A popularidade do Ethereum foi marcada por uma emergência de projetos que adquiriam fundos de lançamento através de crowdfunding. Esse tipo de financiamento na esfera cripto é chamado de Initial Coin Offering (ICO). As pessoas compram essas moedas e tokens na base da confiança no projeto e na crença de que tokens virtuais valerão mais quando o projeto for concretizado.

Alguns países (como a China, e também alguns estados dos Estados Unidos) baniram tais projetos, ou ao menos alertaram que em alguns casos possam ocorrer fraudes ou esquemas de pirâmide que são camufladas como investimentos legítimos. 

 

(2017) Bitcoin alcança $20.000

O número de plataformas de trading publicamente disponíveis e corretoras gradualmente aumentou, fazendo com que a compra e venda de criptomoedas ficasse muito mais fácil. Além disso, os projetos de ICO estavam entrando em sua era de ouro.

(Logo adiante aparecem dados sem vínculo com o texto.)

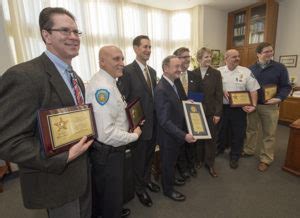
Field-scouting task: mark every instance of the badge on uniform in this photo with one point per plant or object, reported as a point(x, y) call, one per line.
point(102, 96)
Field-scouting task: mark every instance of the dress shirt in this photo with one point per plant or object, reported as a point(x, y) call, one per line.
point(111, 120)
point(239, 79)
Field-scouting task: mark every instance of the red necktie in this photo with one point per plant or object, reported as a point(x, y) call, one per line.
point(76, 88)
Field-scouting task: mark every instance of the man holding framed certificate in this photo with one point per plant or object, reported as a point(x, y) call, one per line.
point(236, 80)
point(275, 87)
point(187, 83)
point(61, 183)
point(139, 81)
point(171, 124)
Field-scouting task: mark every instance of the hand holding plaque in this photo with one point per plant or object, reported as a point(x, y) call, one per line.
point(135, 114)
point(240, 99)
point(269, 91)
point(63, 127)
point(196, 120)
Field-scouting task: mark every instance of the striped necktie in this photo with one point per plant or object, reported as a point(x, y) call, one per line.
point(76, 88)
point(175, 89)
point(148, 79)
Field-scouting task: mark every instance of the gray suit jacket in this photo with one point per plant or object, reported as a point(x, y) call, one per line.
point(133, 85)
point(24, 89)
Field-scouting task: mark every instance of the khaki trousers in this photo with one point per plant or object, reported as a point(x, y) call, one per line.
point(264, 118)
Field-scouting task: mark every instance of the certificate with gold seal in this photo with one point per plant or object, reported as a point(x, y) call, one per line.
point(63, 127)
point(196, 120)
point(135, 114)
point(240, 99)
point(269, 91)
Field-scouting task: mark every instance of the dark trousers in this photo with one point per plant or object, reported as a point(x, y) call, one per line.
point(168, 155)
point(143, 154)
point(206, 149)
point(107, 182)
point(186, 157)
point(236, 120)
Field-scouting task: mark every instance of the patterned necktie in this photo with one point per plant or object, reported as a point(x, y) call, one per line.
point(76, 88)
point(184, 82)
point(175, 89)
point(148, 79)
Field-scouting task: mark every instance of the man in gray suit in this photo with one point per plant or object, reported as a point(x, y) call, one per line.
point(61, 183)
point(139, 81)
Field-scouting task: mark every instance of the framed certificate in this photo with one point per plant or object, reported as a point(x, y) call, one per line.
point(135, 113)
point(269, 91)
point(63, 127)
point(240, 99)
point(196, 120)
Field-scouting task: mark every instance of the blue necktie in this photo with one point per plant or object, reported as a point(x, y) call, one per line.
point(175, 89)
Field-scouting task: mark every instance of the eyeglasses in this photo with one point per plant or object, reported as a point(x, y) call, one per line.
point(67, 31)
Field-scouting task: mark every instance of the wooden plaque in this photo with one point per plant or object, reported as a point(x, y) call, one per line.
point(63, 127)
point(240, 99)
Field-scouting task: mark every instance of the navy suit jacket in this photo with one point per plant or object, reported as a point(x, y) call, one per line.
point(133, 85)
point(170, 115)
point(24, 89)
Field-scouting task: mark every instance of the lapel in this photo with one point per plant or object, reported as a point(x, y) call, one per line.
point(57, 82)
point(170, 89)
point(207, 74)
point(140, 75)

Todos esses fatores contribuíram para o rápido crescimento do ecossistema. Essa jovem tecnologia prometia lucros gigantescos, e a capitalização de mercado das criptomoedas excedeu 800 bilhões de dólares no início de 2018. Praticamente todas as criptomoedas estavam vendendo como água no deserto. 

 

(2018) De volta à realidade

Esse crescimento era insustentável, então não foi surpresa para ninguém quando a bolha estourou e os preços começaram a cair. Muitos projetos entraram em colapso por serem ambiciosos demais para uma tecnologia tão recente. Entretanto, tenha em mente que ciclos voláteis são normais para um mercado tão novo. 

 

Conclusão 

O mundo está cada vez mais digital e interconectado, e as criptomoedas desempenham um papel interessante nisso tudo. O Bitcoin e outras criptomoedas representam um futuro possível para o dinheiro, com algumas pessoas prevendo que irá mudar radicalmente o sistema financeiro global.

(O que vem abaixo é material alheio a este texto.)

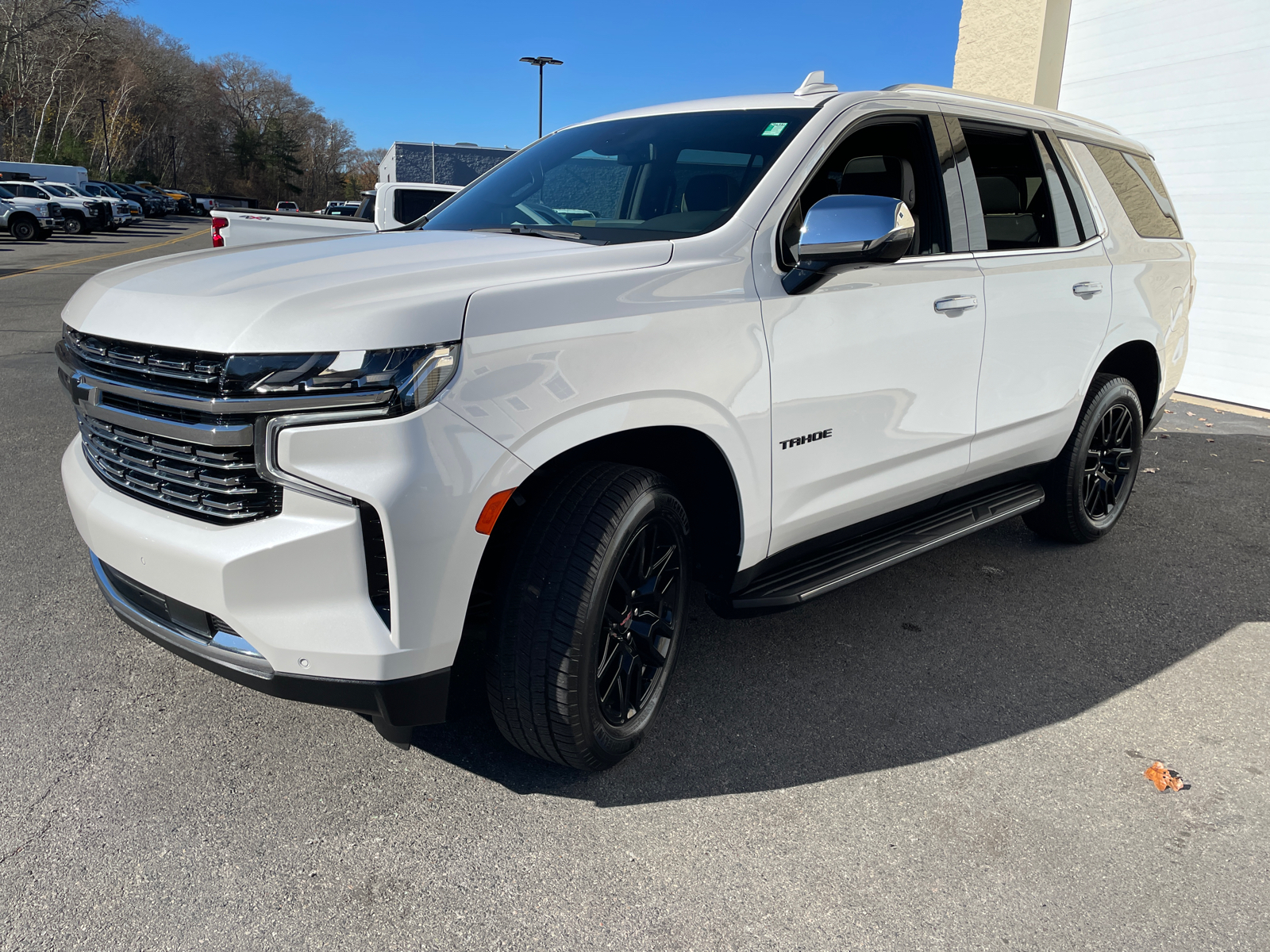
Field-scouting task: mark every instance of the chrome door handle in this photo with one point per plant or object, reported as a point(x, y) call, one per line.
point(962, 302)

As criptomoedas definitivamente têm o potencial para mudar nossas vidas e nos ajudar a retomar o controle de nossos fundos, especialmente para pessoas em países em desenvolvimento que não possuem o mesmo acesso ao sistema bancário. Existem muitos tipos de criptomoeda, e cada uma delas promete soluções únicas para problemas diferentes.